NICOTINAMIDE PREVENTS INTERLEUKIN-1 EFFECTS ON ACCUMULATED INSULIN RELEASE AND NITRIC-OXIDE PRODUCTION IN RAT ISLETS OF LANGERHANS

Nicotinamide (NA) prevents macrophage- and interleukin-1 (IL-1)-mediated beta-cell damage in vitro as well as diabetes development in animal models of insulin-dependent diabetes mellitus (IDDM). IL-1 beta-mediated inhibition of insulin release and damage to beta-cells are associated with intracellular production of nitric oxide (NO) radicals. Therefore, we studied whether NA prevented IL-1 beta-induced islet NO production, measured as nitrite release from isolated rat islets, and, if so, whether this action was associated with prevention of IL-1 beta-mediated inhibition of insulin release. NA dose- and time-dependently inhibited and delayed IL-1 beta-induced islet NO production. Light microscopy detected that 25 mM of NA protected against IL-1 beta-induced islet damage. Five to 50 mM of NA dose-dependently reduced inhibition of accumulated islet insulin release induced by 150 pg/ml of IL-1 beta.

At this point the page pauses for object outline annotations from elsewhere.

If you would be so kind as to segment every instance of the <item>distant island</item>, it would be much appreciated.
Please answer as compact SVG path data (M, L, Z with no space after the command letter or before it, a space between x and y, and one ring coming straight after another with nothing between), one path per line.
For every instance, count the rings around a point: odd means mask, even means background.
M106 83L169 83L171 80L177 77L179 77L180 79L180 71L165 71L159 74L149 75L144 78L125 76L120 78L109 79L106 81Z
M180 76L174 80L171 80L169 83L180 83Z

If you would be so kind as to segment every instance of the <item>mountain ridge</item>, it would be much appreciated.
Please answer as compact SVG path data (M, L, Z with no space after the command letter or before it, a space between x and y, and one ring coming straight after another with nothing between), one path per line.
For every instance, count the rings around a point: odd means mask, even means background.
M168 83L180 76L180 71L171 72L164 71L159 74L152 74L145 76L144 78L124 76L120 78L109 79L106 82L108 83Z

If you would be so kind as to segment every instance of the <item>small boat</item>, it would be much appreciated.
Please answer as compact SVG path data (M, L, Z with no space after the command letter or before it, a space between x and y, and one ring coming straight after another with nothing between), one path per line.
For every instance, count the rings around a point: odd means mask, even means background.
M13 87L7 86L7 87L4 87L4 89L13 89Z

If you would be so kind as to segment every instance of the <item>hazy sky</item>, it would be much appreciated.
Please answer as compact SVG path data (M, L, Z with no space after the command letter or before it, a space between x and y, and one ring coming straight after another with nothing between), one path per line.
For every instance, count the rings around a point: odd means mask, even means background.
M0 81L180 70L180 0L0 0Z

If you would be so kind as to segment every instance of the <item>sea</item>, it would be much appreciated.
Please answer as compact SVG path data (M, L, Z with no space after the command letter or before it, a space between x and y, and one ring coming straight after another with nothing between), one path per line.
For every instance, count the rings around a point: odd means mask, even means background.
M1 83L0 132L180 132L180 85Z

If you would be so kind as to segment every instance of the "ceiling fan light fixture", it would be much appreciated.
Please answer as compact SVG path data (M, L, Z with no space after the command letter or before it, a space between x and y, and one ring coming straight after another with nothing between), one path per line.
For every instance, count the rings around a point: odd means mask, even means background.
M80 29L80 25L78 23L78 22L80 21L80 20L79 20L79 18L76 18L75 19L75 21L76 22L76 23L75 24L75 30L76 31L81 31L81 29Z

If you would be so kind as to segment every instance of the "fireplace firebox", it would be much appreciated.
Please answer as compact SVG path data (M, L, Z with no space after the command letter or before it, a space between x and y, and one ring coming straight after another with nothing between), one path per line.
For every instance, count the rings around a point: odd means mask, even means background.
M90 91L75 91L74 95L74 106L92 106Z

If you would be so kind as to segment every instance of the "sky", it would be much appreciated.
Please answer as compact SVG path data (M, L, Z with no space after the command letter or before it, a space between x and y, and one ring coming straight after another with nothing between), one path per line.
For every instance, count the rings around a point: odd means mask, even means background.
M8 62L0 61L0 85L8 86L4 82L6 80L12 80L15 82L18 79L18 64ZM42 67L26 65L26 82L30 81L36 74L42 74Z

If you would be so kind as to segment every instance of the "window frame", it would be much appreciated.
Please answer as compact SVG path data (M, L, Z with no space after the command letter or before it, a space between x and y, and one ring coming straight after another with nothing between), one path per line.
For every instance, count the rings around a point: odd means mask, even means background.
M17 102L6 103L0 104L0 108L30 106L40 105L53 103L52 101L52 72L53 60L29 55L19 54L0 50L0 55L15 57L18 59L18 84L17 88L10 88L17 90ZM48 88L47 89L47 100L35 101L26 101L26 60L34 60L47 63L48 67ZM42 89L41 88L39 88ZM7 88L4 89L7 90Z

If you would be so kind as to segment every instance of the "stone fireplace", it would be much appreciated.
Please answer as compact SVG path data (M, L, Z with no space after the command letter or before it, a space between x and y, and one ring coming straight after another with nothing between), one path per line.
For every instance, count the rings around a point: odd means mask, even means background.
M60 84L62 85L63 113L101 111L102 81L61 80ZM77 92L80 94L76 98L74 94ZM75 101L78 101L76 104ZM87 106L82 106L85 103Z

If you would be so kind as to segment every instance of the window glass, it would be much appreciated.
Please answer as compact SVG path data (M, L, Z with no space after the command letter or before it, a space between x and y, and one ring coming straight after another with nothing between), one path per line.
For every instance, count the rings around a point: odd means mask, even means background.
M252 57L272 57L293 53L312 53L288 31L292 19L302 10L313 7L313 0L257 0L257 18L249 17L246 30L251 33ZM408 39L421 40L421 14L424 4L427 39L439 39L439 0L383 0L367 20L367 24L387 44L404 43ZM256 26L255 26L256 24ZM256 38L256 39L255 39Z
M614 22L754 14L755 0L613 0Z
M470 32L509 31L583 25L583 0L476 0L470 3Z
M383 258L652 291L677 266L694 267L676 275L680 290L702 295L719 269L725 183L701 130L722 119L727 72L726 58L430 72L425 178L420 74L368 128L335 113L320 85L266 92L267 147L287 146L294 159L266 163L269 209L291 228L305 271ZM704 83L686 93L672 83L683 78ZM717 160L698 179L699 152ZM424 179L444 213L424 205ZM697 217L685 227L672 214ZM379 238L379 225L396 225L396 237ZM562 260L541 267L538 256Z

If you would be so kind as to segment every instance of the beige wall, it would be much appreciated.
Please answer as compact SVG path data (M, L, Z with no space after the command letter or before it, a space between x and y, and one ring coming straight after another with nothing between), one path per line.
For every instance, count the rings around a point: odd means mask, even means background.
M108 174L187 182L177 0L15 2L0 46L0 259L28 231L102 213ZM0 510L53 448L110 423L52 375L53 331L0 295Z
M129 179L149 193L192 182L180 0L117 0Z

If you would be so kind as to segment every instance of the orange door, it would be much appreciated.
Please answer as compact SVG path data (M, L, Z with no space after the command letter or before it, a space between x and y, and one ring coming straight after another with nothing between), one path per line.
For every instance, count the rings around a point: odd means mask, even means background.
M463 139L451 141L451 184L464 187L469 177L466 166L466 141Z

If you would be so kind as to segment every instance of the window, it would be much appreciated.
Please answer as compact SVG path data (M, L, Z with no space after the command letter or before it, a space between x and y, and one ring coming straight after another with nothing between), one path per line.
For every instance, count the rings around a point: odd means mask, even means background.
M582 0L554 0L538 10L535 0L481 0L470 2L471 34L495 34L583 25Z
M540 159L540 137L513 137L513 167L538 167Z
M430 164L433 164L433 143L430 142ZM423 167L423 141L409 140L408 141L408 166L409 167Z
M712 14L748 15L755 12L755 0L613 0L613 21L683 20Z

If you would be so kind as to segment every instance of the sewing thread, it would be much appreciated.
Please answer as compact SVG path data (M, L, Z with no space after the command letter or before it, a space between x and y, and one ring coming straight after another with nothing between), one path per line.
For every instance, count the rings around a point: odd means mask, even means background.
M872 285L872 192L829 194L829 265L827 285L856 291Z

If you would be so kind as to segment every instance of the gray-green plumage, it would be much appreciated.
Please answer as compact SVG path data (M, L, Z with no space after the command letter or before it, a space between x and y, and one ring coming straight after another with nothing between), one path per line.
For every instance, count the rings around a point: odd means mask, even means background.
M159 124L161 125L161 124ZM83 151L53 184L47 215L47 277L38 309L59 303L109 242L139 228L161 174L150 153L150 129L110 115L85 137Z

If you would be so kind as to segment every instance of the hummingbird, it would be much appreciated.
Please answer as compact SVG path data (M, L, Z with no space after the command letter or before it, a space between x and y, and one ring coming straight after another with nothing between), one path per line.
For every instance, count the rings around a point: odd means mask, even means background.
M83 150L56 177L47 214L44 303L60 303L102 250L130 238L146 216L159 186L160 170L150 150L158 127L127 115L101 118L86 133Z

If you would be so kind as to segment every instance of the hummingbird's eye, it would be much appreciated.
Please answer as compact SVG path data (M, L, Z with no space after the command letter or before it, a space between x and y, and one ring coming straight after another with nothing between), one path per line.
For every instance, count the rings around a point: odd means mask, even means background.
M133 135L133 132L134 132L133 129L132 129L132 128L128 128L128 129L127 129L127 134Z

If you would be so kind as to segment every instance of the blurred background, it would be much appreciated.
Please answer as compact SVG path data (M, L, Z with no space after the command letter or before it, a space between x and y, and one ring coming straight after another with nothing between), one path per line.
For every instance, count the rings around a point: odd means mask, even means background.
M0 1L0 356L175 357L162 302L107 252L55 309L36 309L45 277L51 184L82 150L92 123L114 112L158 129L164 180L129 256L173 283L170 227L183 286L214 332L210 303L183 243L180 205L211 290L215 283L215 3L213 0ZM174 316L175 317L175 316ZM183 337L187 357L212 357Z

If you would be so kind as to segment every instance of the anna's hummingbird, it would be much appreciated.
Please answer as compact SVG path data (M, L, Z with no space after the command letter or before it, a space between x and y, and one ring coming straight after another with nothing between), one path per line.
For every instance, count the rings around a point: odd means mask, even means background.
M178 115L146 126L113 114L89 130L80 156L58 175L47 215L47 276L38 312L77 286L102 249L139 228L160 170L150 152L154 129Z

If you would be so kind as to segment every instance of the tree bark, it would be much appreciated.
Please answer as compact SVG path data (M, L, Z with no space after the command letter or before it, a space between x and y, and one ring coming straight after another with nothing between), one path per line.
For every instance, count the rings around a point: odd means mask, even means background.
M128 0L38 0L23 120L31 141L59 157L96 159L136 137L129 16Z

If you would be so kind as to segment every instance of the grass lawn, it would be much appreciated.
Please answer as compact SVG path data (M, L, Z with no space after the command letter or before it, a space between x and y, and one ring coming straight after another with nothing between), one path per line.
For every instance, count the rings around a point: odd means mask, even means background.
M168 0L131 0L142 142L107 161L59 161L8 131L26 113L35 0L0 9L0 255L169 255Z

NA was not able to reverse the reduced ability of IL-1 beta-treated islets to respond to an acute glucose challenge. NO or nitrite did not interact directly with NA, because NA did not reduce sodium nitroprusside-generated nitrite. NO-synthase inhibition with L-arginine depletion abolished NO production but only partially reduced IL-1 beta-induced inhibition of accumulated insulin release. Complete inhibition of IL-1 beta effects could not be obtained by adding L-arginine analogues to L-arginine-depleted medium, indicating that an NO-independent action of IL-1 beta on islet insulin release may exist. These results suggest a novel mechanism for NA-mediated protection of IL-1-induced beta-cell damage via an inhibitory effect of NA on the formation of NO.